The august academy informs Jewish and Muslim readers that “there have always been infractions against tabus, [infractions] which become normality”. In simple terms, the believing Jew or Muslim relative to a fundamental part of one’s religiosity should, in the name of kindness to children (= current social mode–not so 70 years ago) of conscience. To CONSCIOUSLY VIOLATE a fundamental value (= tabu) is coupled with the intent that said value will become relativized in time such that the new affirmed value (= today’s infringed tabu) will become in the future a “new normality”.
The believer in an absolute value, divinely revealed, is being asked to consciously enact the process of relativization which will lead to the annulment of one’s sacred belief.

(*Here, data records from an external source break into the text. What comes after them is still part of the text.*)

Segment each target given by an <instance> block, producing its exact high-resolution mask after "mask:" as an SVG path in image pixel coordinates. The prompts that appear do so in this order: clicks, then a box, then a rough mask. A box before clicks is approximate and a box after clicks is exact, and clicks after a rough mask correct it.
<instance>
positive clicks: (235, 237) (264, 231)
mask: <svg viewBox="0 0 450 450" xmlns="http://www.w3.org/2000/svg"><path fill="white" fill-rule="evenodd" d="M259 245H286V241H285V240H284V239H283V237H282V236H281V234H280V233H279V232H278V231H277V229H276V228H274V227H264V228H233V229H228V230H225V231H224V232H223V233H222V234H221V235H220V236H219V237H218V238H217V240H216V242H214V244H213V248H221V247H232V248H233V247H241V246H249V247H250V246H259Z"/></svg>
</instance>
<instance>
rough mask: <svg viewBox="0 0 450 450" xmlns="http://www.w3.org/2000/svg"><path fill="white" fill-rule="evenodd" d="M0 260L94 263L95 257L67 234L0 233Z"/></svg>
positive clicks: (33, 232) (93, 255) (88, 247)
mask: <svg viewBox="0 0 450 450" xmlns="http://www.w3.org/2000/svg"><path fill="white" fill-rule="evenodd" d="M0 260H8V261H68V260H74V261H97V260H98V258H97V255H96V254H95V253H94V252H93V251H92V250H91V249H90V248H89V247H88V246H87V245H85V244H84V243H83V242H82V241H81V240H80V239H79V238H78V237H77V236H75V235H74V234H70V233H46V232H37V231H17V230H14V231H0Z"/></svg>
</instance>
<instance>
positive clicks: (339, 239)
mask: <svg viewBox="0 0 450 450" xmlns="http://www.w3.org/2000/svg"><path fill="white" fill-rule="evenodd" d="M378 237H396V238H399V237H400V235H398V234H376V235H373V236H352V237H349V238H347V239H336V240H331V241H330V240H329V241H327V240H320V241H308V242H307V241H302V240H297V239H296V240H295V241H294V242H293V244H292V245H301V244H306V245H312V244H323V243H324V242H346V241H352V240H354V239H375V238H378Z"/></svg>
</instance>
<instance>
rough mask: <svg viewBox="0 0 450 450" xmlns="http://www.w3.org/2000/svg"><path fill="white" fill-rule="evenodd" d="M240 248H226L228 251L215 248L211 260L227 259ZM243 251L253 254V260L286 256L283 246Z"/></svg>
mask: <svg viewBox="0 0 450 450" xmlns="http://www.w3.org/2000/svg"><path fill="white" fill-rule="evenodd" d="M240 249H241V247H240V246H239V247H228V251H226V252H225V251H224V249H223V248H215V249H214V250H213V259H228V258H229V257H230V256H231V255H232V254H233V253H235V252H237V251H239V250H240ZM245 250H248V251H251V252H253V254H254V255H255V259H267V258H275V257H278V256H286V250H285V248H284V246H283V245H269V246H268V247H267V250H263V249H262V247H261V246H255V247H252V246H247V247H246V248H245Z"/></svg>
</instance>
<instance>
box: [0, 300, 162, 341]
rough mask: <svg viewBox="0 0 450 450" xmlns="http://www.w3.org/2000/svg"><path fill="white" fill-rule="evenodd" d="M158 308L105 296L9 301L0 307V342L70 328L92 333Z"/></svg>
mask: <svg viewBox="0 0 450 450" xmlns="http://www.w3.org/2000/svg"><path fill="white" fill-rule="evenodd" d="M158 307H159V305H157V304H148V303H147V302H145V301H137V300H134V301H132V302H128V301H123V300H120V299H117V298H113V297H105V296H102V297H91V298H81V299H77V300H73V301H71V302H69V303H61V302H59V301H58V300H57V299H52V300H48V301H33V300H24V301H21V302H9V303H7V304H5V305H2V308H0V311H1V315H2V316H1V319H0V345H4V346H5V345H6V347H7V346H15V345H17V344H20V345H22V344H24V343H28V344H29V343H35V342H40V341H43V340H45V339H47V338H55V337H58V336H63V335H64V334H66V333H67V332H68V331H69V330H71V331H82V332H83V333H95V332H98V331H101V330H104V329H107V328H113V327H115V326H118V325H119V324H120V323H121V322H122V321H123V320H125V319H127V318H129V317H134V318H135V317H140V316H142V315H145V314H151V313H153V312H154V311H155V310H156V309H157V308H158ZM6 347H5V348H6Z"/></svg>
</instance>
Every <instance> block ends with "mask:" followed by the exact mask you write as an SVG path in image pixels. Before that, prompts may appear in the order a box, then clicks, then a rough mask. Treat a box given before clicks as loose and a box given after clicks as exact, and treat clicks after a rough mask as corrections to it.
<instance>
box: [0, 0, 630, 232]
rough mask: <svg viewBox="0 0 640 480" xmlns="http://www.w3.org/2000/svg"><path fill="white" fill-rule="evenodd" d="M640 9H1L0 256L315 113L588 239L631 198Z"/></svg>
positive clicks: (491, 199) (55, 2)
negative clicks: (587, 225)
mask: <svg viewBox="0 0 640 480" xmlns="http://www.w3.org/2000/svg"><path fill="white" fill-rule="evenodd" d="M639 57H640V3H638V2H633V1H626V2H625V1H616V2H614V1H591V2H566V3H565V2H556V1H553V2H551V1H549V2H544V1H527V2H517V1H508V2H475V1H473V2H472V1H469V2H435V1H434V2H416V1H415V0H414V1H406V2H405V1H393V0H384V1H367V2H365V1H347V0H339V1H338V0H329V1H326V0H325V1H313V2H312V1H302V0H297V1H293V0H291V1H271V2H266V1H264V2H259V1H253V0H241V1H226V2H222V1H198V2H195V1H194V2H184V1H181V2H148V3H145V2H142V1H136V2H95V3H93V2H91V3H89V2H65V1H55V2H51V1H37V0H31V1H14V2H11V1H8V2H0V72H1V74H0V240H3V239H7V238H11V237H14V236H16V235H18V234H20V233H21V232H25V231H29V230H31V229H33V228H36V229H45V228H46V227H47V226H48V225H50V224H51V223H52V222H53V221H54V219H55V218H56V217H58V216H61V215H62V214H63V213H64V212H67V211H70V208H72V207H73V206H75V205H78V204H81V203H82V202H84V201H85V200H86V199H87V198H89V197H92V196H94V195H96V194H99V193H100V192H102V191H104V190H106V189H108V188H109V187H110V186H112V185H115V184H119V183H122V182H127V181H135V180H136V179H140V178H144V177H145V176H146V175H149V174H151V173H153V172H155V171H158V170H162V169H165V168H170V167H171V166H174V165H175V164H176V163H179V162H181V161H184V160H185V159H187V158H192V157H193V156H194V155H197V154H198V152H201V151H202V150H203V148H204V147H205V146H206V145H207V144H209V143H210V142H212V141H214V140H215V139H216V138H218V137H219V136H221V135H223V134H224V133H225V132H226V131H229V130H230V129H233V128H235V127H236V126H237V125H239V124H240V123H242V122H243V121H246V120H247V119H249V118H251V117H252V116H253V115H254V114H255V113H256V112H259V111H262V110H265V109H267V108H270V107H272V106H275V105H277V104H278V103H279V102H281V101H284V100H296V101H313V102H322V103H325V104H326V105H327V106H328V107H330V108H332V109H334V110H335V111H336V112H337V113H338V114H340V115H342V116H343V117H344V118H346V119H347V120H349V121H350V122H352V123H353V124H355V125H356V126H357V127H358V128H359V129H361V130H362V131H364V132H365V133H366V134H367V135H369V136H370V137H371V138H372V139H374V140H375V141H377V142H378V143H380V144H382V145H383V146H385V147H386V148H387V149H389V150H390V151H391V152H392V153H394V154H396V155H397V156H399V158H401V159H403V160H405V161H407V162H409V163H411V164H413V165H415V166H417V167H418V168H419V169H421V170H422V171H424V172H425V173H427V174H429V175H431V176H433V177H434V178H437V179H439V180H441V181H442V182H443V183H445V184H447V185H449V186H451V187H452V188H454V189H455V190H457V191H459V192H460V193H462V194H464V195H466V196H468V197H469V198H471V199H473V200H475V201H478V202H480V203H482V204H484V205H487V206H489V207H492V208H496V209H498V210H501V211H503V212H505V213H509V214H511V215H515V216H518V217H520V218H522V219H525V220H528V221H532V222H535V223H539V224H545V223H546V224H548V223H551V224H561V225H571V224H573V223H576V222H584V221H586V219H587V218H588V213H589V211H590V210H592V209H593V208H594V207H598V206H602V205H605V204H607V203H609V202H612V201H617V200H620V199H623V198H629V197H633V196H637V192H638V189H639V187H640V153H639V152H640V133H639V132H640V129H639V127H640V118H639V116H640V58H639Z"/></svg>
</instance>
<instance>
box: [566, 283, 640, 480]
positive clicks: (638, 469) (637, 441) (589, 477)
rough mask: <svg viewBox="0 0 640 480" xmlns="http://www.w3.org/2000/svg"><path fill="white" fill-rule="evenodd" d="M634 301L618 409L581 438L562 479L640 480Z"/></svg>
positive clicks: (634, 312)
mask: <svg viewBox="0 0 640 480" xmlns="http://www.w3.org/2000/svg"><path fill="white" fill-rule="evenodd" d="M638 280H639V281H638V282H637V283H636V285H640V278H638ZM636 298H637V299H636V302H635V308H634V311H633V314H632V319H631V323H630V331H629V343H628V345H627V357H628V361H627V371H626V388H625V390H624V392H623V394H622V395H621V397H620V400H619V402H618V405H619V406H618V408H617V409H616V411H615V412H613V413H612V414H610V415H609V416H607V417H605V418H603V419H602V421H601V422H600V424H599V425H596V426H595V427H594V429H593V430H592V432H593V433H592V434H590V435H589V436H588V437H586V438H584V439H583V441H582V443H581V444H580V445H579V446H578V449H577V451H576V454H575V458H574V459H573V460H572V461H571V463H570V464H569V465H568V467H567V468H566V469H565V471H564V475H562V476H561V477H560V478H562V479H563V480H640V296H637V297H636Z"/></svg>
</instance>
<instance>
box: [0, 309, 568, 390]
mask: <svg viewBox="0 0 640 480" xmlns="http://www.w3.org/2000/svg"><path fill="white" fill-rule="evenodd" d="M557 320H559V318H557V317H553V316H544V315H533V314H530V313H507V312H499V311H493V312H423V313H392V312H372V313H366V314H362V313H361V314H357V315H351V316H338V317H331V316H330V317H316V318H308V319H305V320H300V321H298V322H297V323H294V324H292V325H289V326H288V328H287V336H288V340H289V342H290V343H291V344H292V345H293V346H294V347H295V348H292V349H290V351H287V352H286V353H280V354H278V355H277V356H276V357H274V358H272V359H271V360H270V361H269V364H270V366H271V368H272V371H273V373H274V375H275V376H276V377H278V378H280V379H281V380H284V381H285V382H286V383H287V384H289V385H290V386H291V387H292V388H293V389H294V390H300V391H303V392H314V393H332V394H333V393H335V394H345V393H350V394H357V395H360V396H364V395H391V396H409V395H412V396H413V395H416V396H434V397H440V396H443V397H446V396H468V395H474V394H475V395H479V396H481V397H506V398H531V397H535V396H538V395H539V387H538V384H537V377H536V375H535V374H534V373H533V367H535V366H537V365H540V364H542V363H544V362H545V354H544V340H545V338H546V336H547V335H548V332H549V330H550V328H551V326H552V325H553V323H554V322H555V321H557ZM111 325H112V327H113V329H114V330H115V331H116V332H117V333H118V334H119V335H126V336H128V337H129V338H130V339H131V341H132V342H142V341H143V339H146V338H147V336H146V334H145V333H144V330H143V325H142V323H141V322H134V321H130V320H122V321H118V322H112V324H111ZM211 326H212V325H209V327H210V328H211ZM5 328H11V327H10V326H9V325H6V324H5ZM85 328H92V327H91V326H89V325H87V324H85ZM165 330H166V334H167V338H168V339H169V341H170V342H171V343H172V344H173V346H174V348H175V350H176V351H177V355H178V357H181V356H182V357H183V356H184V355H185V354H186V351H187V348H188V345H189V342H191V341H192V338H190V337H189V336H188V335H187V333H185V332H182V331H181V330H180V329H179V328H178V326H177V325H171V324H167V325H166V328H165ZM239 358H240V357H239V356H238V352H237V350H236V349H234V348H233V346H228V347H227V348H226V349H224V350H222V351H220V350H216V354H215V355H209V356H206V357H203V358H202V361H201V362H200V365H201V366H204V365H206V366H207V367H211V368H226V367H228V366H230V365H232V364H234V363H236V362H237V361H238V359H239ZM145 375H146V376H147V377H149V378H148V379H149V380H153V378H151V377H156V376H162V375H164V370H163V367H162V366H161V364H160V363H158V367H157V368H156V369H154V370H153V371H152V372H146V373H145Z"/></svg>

In short, if you are not relativistic now, makes yourself relativistic. That, of course, means that the believer must act against his conscience (yes of “now”). It is against my “now” conscience to sacrifice children to the Germanic gods of old. But, what universal and transtemporal imperative prevents me from consciously ending today’s tabu and re-introducing the values of my Germanic forefathers.
Enough with my nostalgic longings for my Germanic heritage of old. I bring the self-violation of conscience upto date, particularly in a manner that is very burning for your Catholic interviewers. If I have the right to force myself to violate my conscience, naturally for the greater good, then does not a governing body (e.g. HHS) have a right to mandate my violation of conscience, of course for the greater good, even if the case is such that I hold the abortive elimination of unborn humans for murder. Why stop there, let me go back to the “great” reviver of Germanic barbarism, namely Hitler, who ordered the, let us say, post partem murder of millions, for the greater good of course.
Here, Mr Kinball, we have THE fruit of the fruits of relativism, namely the right to violate one’s own conscience, by myself of by others. To where does that lead?